The Case for Brass in a World of Steel & Aluminum Tariffs

On March 8, 2018, the world watched, stunned, as President Donald Trump declared new tariffs on steel (25%) and aluminum (10%) in a controversial move that was met with dismay by many and support by some.

Analysts, economists, manufacturers, and trade enthusiasts wondered how this would affect industries domestically and abroad – especially since Canada and Mexico had, in recent years, become two of the largest importers and exporters of steel to and from the U.S.
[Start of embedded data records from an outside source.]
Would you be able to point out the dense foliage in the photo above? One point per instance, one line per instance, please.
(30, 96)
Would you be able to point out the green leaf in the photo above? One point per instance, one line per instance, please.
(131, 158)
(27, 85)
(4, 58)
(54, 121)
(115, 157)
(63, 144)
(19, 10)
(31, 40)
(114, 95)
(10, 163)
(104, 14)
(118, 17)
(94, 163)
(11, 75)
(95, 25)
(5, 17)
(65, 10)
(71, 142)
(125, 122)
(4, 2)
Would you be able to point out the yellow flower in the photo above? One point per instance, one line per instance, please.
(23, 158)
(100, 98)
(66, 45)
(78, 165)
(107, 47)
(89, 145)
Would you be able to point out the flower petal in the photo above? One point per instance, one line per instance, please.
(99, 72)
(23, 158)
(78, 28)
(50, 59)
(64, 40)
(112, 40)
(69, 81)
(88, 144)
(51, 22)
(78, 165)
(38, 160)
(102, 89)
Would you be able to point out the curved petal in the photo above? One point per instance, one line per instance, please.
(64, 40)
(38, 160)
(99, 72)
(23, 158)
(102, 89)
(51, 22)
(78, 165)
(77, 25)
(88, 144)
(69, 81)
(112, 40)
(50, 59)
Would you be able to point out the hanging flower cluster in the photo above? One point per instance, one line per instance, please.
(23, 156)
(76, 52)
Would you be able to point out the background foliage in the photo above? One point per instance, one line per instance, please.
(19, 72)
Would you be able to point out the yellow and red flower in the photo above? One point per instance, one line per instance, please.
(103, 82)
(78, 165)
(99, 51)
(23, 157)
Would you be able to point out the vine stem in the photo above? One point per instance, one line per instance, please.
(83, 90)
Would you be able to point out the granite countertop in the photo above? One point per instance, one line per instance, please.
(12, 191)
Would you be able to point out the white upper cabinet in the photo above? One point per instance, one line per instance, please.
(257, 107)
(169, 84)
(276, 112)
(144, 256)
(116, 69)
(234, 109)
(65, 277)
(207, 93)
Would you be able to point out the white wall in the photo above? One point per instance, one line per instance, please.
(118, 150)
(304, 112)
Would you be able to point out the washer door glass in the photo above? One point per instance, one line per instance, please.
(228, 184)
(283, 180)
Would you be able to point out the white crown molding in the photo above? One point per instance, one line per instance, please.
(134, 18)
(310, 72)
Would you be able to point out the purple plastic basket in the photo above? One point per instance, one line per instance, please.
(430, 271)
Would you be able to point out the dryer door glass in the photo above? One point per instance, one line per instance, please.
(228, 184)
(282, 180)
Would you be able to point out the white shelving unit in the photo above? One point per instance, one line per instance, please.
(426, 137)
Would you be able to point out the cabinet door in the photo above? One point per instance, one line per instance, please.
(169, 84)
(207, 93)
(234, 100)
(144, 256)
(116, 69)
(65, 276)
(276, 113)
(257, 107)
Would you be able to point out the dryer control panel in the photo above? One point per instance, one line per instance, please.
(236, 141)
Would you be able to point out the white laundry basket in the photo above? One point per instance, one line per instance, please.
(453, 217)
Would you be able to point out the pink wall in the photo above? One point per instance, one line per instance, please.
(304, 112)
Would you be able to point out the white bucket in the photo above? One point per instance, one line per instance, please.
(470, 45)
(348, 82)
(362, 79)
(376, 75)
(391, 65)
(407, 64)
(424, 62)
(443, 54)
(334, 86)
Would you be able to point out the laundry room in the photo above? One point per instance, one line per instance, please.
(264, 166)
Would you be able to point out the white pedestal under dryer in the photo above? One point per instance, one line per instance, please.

This issue is still a contentious one whose impact is only beginning to be seen across our industry. China, Mexico, and Canada have since retaliated against Trump’s tariffs with tariffs of their own, including tariffs on steel products.

Some market research organizations have anticipated that a corresponding increase in input costs will lead to higher prices for consumers and businesses in the U.S. Though the total effect of the tariffs has yet to be seen, it is possible that companies who import or export steel will be impacted in the future and that the global price of steel will grow.

Consequently, there has been a renewed focus on the age-old debate of ferrous vs. non-ferrous metals – and in particular, steel vs. brass alloys as materials for precision machined parts.

In a world of steel and aluminum tariffs, it’s important to look at the case for using brass for your parts needs. Here are three reasons to consider using brass for your precision machined parts instead of steel:

1) Brass is resistant to many different types of corrosion.

Brass – an alloy consisting primarily of copper and zinc – resists various kinds of corrosive agents like galvanic corrosion, which is caused by salt water.

Environments brass is well-suited for because of its resistance to corrosion include: industrial and residential water systems, some marine environments (excluding those with high-velocity currents), cryogenic applications, petroleum solutions, and any environments where nonoxidizing acids are present such as hydrochloric acid and hydroiodic acid.

2) Brass conducts heat better than carbon steel and stainless steel.

Brass is known for having good thermal conductivity – more so, for example, than different kinds of steel.

This is important because heat can be transferred easily in parts made of brass alloys, making brass an ideal material for several industries including electronics, aerospace, and defense, where higher thermal conductivity is vital.

3) Brass alloys can be machined at higher rates, bringing both manufacturers and their customers an increase in productivity and cost savings.

In a study conducted in the Cincinnati, Ohio-based TechSolve, Inc. measuring the high-speed machining capabilities of brass vs. steel, several single-point turning and drilling tests were completed on five brass alloys (leaded and lead-free), 304L stainless steel, and 12L14 stainless steel to see which performed the best. Throughout all of the tests, the brass alloys consistently outperformed their steel counterparts.

For example, when comparing machine operating speeds for turning and tool life, the tested brass alloys had significantly better results than the 304L stainless steel and the 12L14 stainless steel.

As TechSolve and Copper Development Association Inc. write: “304L was limited to 800 SFM or 20% of the top speed for brass (4,000 SFM). 12L14 was limited to 1,200 SFM or 30% of the top speed for brass. Notably, tool life for brasses was at least 8X longer at more than triple the speed.”

But this wasn’t just limited to tool life and machine operating speeds during the turning process. The brass alloys showed greater production efficiency during the turning process as well. This trend carried over to the drilling process, where the brass alloys provided higher production speeds and increased production efficiency.

They state in their conclusion: “Compared to 12L14 steel and 304L stainless steel, brass alloys can be machined at significantly higher production rates with longer tool life and higher efficiency… The high speed machinability of brass enables significant productivity gains and cost savings for machined products.”

As a result, brass can often be an excellent – if not superior – material to use to make precision machined parts, with everyone involved benefiting from its properties and its tensile strength. Cost-efficacy is something to keep in mind since the cost of machining stainless steel is often more expensive than the cost of machining brass alloys.


We can only begin to predict how the Section 232 tariffs on aluminum and steel might impact domestic and international manufacturing operations in the future.

But the metals industries are historically volatile and subject to the trends in supply and demand, so seeing a rise in steel prices would not be unexpected.

Escalating steel prices and unpredictable foreign import issues make the switch to brass a smart alternative. You can take advantage of a non-ferrous metal alloy that is corrosion resistant, a good conductor of heat, and the perfect material for ensuring machining efficiency, speed, and cost savings.